Offline lesen, Online erzählen - Leseförderung mit digitalen Medien
Johanna Lambertz, Carolin Müller-Bretl und Julia Schabos, Stiftung Digitale Chancen / dbv
Quelle: Magazin KULTURELLE BILDUNG Nr. 13 zum Thema digitale Medien/CC BY-SA
Kinder und Jugendliche wachsen in einer konvergenten Medienwelt auf. Digitale Angebote spielen dabei eine immer größere Rolle für die Entwicklung der Persönlichkeit und bei der Identitätsbildung der so genannten Digital Natives. Dabei unterscheiden sich die Zugangsmöglichkeiten zu digitalen Geräten für Kinder und Jugendliche von Eltern mit formal niedriger oder höherer Bildung nicht (vgl. Vorlesestudien 2012/2013). Eine der wichtigsten Voraussetzungen für die erfolgreiche Teilhabe an unserer schriftkulturell geprägten Gesellschaft ist die Lesekompetenz. Dies gilt auch für die kompetente Nutzung von digitalen Medien. Verschiedene Studien zeigen bereits seit Jahren einen signifikanten Zusammenhang zwischen dem sozial- und bildungsbenachteiligten Umfeld von Kindern und Jugendlichen und ihrer Lesekompetenz, welche bei dieser Zielgruppe eher unterdurchschnittlich ausgeprägt ist (vgl. PISA 2012, IGLU 2011).
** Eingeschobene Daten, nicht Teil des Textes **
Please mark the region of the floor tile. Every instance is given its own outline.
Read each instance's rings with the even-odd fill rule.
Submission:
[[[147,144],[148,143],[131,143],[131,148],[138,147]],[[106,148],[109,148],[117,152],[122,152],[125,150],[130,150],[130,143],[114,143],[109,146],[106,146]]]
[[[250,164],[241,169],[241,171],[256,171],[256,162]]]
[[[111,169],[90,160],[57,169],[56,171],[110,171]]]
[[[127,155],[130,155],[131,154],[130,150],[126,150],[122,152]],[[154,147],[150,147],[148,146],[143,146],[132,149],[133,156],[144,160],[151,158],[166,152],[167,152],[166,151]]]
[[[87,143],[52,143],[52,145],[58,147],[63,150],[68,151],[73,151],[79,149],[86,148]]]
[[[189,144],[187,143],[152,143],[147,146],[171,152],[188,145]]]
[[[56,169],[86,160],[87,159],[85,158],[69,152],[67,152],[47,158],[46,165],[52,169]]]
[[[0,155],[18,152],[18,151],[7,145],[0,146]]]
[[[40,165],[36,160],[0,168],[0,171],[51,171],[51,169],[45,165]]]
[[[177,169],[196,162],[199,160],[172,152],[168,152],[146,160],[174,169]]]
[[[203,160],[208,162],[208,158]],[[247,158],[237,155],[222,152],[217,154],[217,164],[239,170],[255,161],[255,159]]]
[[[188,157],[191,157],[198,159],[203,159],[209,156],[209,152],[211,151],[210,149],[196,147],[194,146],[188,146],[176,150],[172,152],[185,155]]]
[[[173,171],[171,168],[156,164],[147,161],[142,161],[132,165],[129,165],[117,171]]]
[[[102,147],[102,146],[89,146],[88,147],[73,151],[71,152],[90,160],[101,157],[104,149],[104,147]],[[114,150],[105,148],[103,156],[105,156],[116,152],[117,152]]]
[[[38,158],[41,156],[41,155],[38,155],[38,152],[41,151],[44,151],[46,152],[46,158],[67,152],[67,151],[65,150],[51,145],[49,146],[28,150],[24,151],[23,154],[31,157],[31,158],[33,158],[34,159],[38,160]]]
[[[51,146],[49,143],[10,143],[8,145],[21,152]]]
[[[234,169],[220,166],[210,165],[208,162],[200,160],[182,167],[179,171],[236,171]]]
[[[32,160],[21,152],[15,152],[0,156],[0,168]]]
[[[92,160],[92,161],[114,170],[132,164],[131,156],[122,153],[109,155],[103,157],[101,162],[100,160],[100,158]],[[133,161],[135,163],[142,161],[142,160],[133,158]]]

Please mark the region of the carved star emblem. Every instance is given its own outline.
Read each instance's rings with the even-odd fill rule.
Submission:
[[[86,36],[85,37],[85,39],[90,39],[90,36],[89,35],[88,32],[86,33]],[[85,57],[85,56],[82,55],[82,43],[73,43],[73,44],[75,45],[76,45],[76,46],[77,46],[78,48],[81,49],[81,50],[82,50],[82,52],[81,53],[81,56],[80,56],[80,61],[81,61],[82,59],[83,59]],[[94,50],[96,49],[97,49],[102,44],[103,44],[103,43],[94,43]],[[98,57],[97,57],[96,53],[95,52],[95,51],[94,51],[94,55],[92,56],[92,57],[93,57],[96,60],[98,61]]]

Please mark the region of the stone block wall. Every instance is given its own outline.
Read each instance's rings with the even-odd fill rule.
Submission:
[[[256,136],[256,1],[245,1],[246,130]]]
Um dieser Entwicklung entgegenzutreten, vertritt das Projekt "Lesen macht stark: Lesen und digitale Medien" den Ansatz, die klassische Leseförderung mit dem Einsatz digitaler Medien zu verbinden und den Lesebegriff zu erweitern. Ziel ist es, die Potenziale aller Lesemedien zu erkennen und zu nutzen, ohne digitale Medien dabei in Konkurrenz oder im Gegensatz zu den gedruckten Medien zu stellen. So ist es nur kohärent, über das typische Mediennutzungsverhalten sozial- und bildungsbenachteiligter Kinder und Jugendlicher einen Weg zur Leseförderung zu finden und die Freude am Lesen zu wecken.
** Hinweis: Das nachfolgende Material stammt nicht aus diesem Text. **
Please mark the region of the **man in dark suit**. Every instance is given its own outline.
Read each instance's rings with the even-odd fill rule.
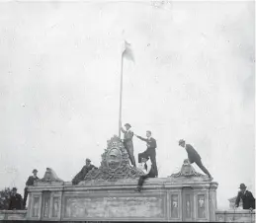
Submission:
[[[26,208],[27,198],[28,198],[28,194],[29,194],[28,186],[34,186],[34,182],[39,180],[39,178],[37,176],[38,170],[34,169],[32,173],[33,173],[33,176],[29,177],[28,181],[26,182],[26,186],[25,186],[25,189],[24,189],[24,200],[23,200],[23,207],[24,208]]]
[[[144,175],[139,177],[138,182],[137,182],[137,187],[135,188],[135,191],[139,191],[139,192],[142,188],[144,181],[148,178],[155,177],[155,173],[152,168],[152,163],[149,160],[149,158],[146,157],[146,155],[144,155],[144,157],[141,157],[141,167],[140,168],[143,171]]]
[[[198,167],[206,174],[209,176],[209,178],[211,180],[213,180],[211,174],[209,173],[209,171],[207,170],[207,168],[205,168],[205,166],[203,165],[202,161],[201,161],[201,157],[198,154],[198,152],[193,148],[192,145],[190,144],[186,144],[185,140],[181,139],[179,141],[179,146],[183,147],[186,149],[187,153],[188,153],[188,158],[189,158],[189,162],[191,164],[193,164],[194,162],[198,165]]]
[[[238,192],[235,200],[235,206],[239,206],[240,199],[243,201],[243,209],[255,209],[255,198],[252,193],[246,190],[246,186],[244,184],[240,185],[240,191]]]
[[[157,171],[157,165],[156,165],[156,140],[151,137],[151,131],[146,131],[146,138],[143,138],[141,136],[135,135],[137,138],[139,138],[142,141],[146,142],[146,150],[143,153],[138,154],[138,163],[141,163],[142,157],[150,157],[150,161],[152,163],[152,169],[154,170],[155,178],[158,177],[158,171]]]
[[[90,159],[85,160],[85,166],[83,166],[82,170],[73,178],[72,185],[78,185],[80,182],[82,182],[85,178],[85,176],[88,174],[89,171],[93,169],[98,169],[94,165],[91,164]]]
[[[133,142],[132,142],[132,137],[133,137],[133,132],[130,130],[131,125],[129,123],[125,124],[126,130],[121,127],[121,131],[124,133],[124,146],[126,150],[128,151],[130,163],[133,167],[136,166],[135,163],[135,158],[133,154]]]
[[[17,188],[13,187],[12,195],[9,203],[9,210],[22,210],[22,209],[23,209],[22,196],[20,193],[17,193]]]

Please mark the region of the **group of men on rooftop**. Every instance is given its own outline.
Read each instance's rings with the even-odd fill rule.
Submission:
[[[143,138],[139,135],[134,134],[130,128],[131,125],[129,123],[125,124],[126,129],[121,127],[121,131],[124,133],[124,139],[122,142],[129,156],[130,163],[133,167],[136,167],[134,154],[133,154],[133,142],[132,137],[136,136],[138,139],[146,142],[146,150],[142,153],[138,154],[138,168],[142,170],[144,173],[140,176],[135,191],[140,191],[142,188],[143,182],[148,178],[157,178],[158,170],[156,164],[156,140],[151,136],[151,131],[146,131],[146,138]],[[179,146],[186,149],[188,153],[188,160],[191,164],[196,163],[198,167],[210,178],[210,181],[213,180],[210,172],[203,165],[201,156],[199,153],[193,148],[192,145],[187,144],[184,139],[179,140]],[[86,164],[82,168],[82,170],[74,177],[72,180],[72,185],[78,185],[79,182],[83,181],[85,176],[93,169],[98,169],[94,165],[91,164],[90,159],[86,159]],[[10,197],[9,209],[23,209],[26,207],[27,197],[29,194],[28,186],[34,186],[34,182],[38,181],[39,178],[37,176],[38,170],[33,170],[33,176],[30,176],[28,181],[26,182],[26,187],[24,190],[24,199],[22,196],[17,193],[17,188],[14,187],[12,189],[12,195]],[[235,206],[239,206],[239,201],[242,199],[243,201],[243,209],[255,209],[255,198],[252,193],[246,189],[244,184],[240,185],[240,191],[237,194]]]
[[[132,137],[135,135],[137,138],[139,138],[142,141],[146,142],[146,150],[143,153],[138,154],[138,164],[140,164],[140,168],[142,166],[142,170],[144,172],[144,175],[139,178],[138,185],[135,190],[140,191],[143,182],[147,178],[157,178],[158,177],[158,171],[157,171],[157,164],[156,164],[156,140],[151,136],[151,131],[146,131],[146,138],[143,138],[141,136],[138,136],[134,134],[130,128],[131,125],[129,123],[125,124],[126,130],[121,127],[122,132],[124,133],[124,145],[127,149],[130,163],[133,167],[136,167],[135,159],[133,155],[133,142]],[[192,145],[187,144],[185,140],[181,139],[179,141],[179,145],[186,149],[188,153],[188,159],[191,164],[196,163],[199,168],[210,178],[210,180],[213,180],[213,177],[211,176],[210,172],[207,170],[207,168],[203,165],[201,156],[199,153],[193,148]]]

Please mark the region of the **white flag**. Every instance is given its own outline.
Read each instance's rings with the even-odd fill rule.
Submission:
[[[129,59],[134,62],[134,56],[131,50],[131,46],[127,40],[124,42],[124,48],[123,48],[123,54],[122,56],[126,57],[127,59]]]

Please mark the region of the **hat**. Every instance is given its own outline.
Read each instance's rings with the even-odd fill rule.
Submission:
[[[129,123],[126,123],[125,126],[131,127],[131,125]]]
[[[148,157],[148,156],[146,156],[146,155],[144,155],[144,156],[142,156],[142,157],[141,157],[141,159],[149,160],[149,157]]]
[[[246,188],[246,187],[247,186],[244,184],[241,184],[239,188]]]
[[[34,169],[32,173],[34,174],[35,172],[38,173],[39,171],[37,169]]]
[[[184,142],[185,142],[184,139],[180,139],[180,140],[179,140],[179,145],[181,145],[181,144],[184,143]]]

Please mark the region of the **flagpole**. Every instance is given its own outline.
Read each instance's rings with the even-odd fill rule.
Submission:
[[[122,127],[122,96],[123,96],[123,53],[121,56],[121,78],[120,78],[120,116],[119,116],[119,137],[121,137],[121,127]]]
Lesen macht stark: Lesen und digitale Medien
Das Projekt "Lesen macht stark: Lesen und digitale Medien", welches der Deutsche Bibliotheksverband in Zusammenarbeit mit der Stiftung Digitale Chancen im Rahmen des Förderprogramms "Kultur macht stark. Bündnisse für Bildung" des Bundesministeriums für Bildung und Forschung konzipiert hat, ist darauf ausgerichtet, spielerisch die Lesefähigkeit von Kindern und Jugendlichen zu fördern, die nicht von Haus aus an das Lesen herangeführt werden. Durch die Verwendung digitaler Medien werden deren Interessen und Lebenswelten altersgemäß aufgegriffen und eine Brücke zur Leseförderung geschlagen. Ziel ist die Steigerung der Lesekompetenz über die gleichzeitige Förderung der Medienkompetenz der jungen Zielgruppe.
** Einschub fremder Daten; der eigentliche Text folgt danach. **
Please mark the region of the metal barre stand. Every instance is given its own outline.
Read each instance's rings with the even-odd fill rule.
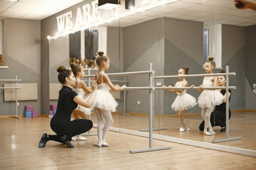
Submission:
[[[21,89],[21,87],[17,87],[17,81],[20,81],[21,79],[17,79],[17,75],[15,76],[15,79],[4,79],[0,80],[0,81],[15,81],[15,87],[0,87],[0,89],[15,89],[15,99],[16,101],[16,114],[15,116],[13,116],[12,117],[17,119],[20,119],[21,118],[18,117],[18,99],[17,99],[17,89]]]
[[[160,147],[157,148],[153,148],[153,134],[152,134],[152,123],[153,123],[153,92],[155,88],[153,86],[153,75],[155,74],[155,71],[152,70],[152,63],[149,63],[149,71],[139,71],[137,72],[130,72],[128,73],[113,73],[111,74],[107,74],[108,76],[131,76],[134,75],[138,75],[142,74],[149,74],[149,87],[127,87],[125,89],[126,90],[149,90],[149,148],[145,149],[139,149],[130,150],[130,153],[135,153],[143,152],[148,152],[153,151],[155,150],[160,150],[169,149],[171,149],[170,146]],[[88,70],[88,74],[89,74],[90,70]],[[94,75],[86,76],[84,77],[88,78],[88,82],[90,82],[90,78],[94,77]],[[89,83],[89,84],[90,83]],[[88,135],[88,134],[86,134]]]

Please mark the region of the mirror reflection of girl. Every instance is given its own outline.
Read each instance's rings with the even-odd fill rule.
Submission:
[[[178,75],[187,75],[189,69],[188,67],[181,68],[179,70]],[[179,78],[180,79],[180,81],[176,83],[174,87],[188,87],[188,83],[185,78]],[[162,88],[163,89],[165,87],[166,87],[163,86]],[[175,91],[178,95],[172,105],[171,107],[173,110],[177,112],[177,116],[179,120],[179,132],[189,131],[189,128],[183,117],[183,113],[186,110],[197,105],[196,98],[186,93],[186,90],[169,90],[171,87],[172,87],[171,86],[168,86],[168,91],[171,92]],[[184,128],[183,128],[183,126]]]
[[[103,52],[99,51],[98,54],[99,56],[96,59],[96,64],[99,67],[99,71],[94,76],[94,78],[97,82],[98,89],[91,108],[92,109],[94,107],[98,119],[97,130],[98,140],[94,145],[99,147],[108,147],[109,145],[106,142],[105,139],[109,130],[113,122],[111,112],[116,111],[115,108],[118,105],[109,91],[111,89],[114,92],[119,92],[124,90],[126,86],[124,85],[120,87],[117,85],[115,86],[113,85],[105,73],[105,70],[108,70],[109,67],[109,58],[103,55]],[[107,120],[104,127],[103,117]]]
[[[215,62],[213,60],[213,58],[209,57],[205,63],[205,69],[208,74],[213,74],[215,68]],[[203,83],[199,86],[199,90],[197,90],[202,91],[198,97],[197,103],[199,107],[202,108],[201,116],[205,120],[204,134],[206,135],[215,135],[215,132],[213,130],[210,122],[211,114],[215,106],[219,105],[222,103],[224,96],[217,90],[204,90],[202,91],[201,89],[203,87],[217,87],[217,76],[205,77]],[[190,88],[194,87],[195,86],[192,85],[190,86]],[[209,132],[207,131],[207,128],[209,129]]]
[[[226,73],[225,70],[221,70],[220,73]],[[219,87],[225,87],[226,82],[226,76],[218,76],[218,84]],[[211,114],[210,121],[212,127],[214,126],[220,126],[221,129],[220,132],[225,132],[226,131],[226,89],[217,90],[220,92],[225,98],[222,100],[223,103],[219,105],[215,106],[214,111]],[[231,97],[231,90],[229,89],[229,102],[230,101]],[[229,107],[229,119],[231,117],[231,111]],[[199,129],[201,131],[204,130],[204,120],[199,126]]]
[[[81,78],[84,77],[84,68],[81,65],[75,63],[71,64],[70,66],[76,79],[75,85],[73,87],[73,90],[77,92],[78,95],[83,97],[86,92],[89,94],[93,91],[91,88],[88,88],[85,83],[81,80]],[[75,120],[79,119],[79,117],[83,119],[88,119],[87,115],[91,113],[90,108],[86,108],[78,105],[77,107],[73,111],[72,115]],[[72,140],[76,141],[76,140],[86,140],[87,139],[81,136],[81,135],[79,135],[72,138]]]

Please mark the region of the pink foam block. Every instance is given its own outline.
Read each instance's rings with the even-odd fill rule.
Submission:
[[[26,105],[25,106],[25,108],[32,108],[33,107],[31,105]]]

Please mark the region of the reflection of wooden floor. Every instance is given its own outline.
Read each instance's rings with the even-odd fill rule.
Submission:
[[[130,115],[112,114],[114,124],[112,127],[135,131],[148,129],[149,120],[147,115],[133,114]],[[214,140],[226,138],[226,133],[221,133],[220,127],[215,128],[216,135],[206,136],[199,130],[199,126],[202,121],[200,115],[187,116],[185,119],[190,131],[180,132],[179,124],[178,118],[160,118],[155,116],[155,128],[166,127],[167,130],[153,131],[153,133],[161,135],[201,142],[212,143]],[[96,115],[92,116],[94,123],[97,123]],[[229,137],[242,137],[242,139],[216,144],[237,148],[256,150],[256,112],[247,112],[233,113],[229,121]]]
[[[130,149],[148,147],[148,138],[111,131],[106,138],[109,147],[94,146],[97,136],[93,136],[87,137],[87,141],[72,142],[74,148],[52,141],[39,148],[43,133],[54,134],[50,120],[43,116],[0,119],[0,169],[209,169],[210,166],[212,169],[253,169],[256,167],[256,158],[253,157],[155,139],[153,147],[171,146],[171,149],[130,154]],[[96,129],[92,131],[95,132]]]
Lokale Bündnisse aus Bibliotheken und anderen Einrichtungen der Kinder- und Jugendarbeit sowie der Kulturellen Bildung und der Leseförderung sprechen mit sechs unterschiedlichen Aktionen Kinder und Jugendliche im Alter von drei bis 18 Jahren an. Ausgangspunkt der Aktionen ist immer ein (vor-)gelesener Text, der mit digitalen Medien - sei es über das Internet, Smartphones oder Tablets - weiterentwickelt wird. Bei der Ausgestaltung der Aktionen kommt das pädagogische Konzept des Projektlernens zum Einsatz. Die teilnehmenden Kinder und Jugendlichen werden sowohl an der Themenfindung als auch an der Lernzielfestlegung beteiligt, wobei ihre subjektiven Interessen und die Ich-Stärkung im Mittelpunkt stehen. Zentral ist dabei die praktische und kreative Arbeit im Team, wodurch Kinder und Jugendliche mit unterschiedlichen Voraussetzungen gleichermaßen von den Angeboten profitieren und so Bildungsunterschiede ausgeglichen werden können. Kombiniert wird diese Herangehensweise mit dem außerunterrichtlichen Ansatz der Freizeitpädagogik, der sich bewusst von schulischen Bildungsangeboten abgrenzt und eine selbstbestimmte und freiwillige Teilnahme der Kinder und Jugendlichen sicherstellt.
Bei "Lesen macht stark: Lesen und digitale Medien" spielen Bibliotheken als Bündnispartner eine wesentliche Rolle. Nonformale Angebote für Kinder und Jugendliche gehören zu deren Kernaufgaben und längst geht es dabei nicht mehr allein um klassische Leseförderung. Durch das Projekt haben Bibliotheken die Gelegenheit, bewährte Veranstaltungsformate digital anzureichern und mittels der neuen Möglichkeiten cross-medial zu arbeiten. Alle Aktionen werden lokal und von mindestens drei Institutionen gemeinsam umgesetzt. Ehrenamtlich Tätige unterstützen dabei die Bündnispartner bei der Umsetzung. Die Stiftung Digitale Chancen führt begleitend eine bundesweite, kostenlose Qualifizierungskampagne durch, in der die Ehrenamtlichen medienpädagogisch weitergebildet werden. Ziel ist neben der Stärkung des zivilgesellschaftlichen Engagements auch die nachhaltige Vernetzung der beteiligten Akteure vor Ort.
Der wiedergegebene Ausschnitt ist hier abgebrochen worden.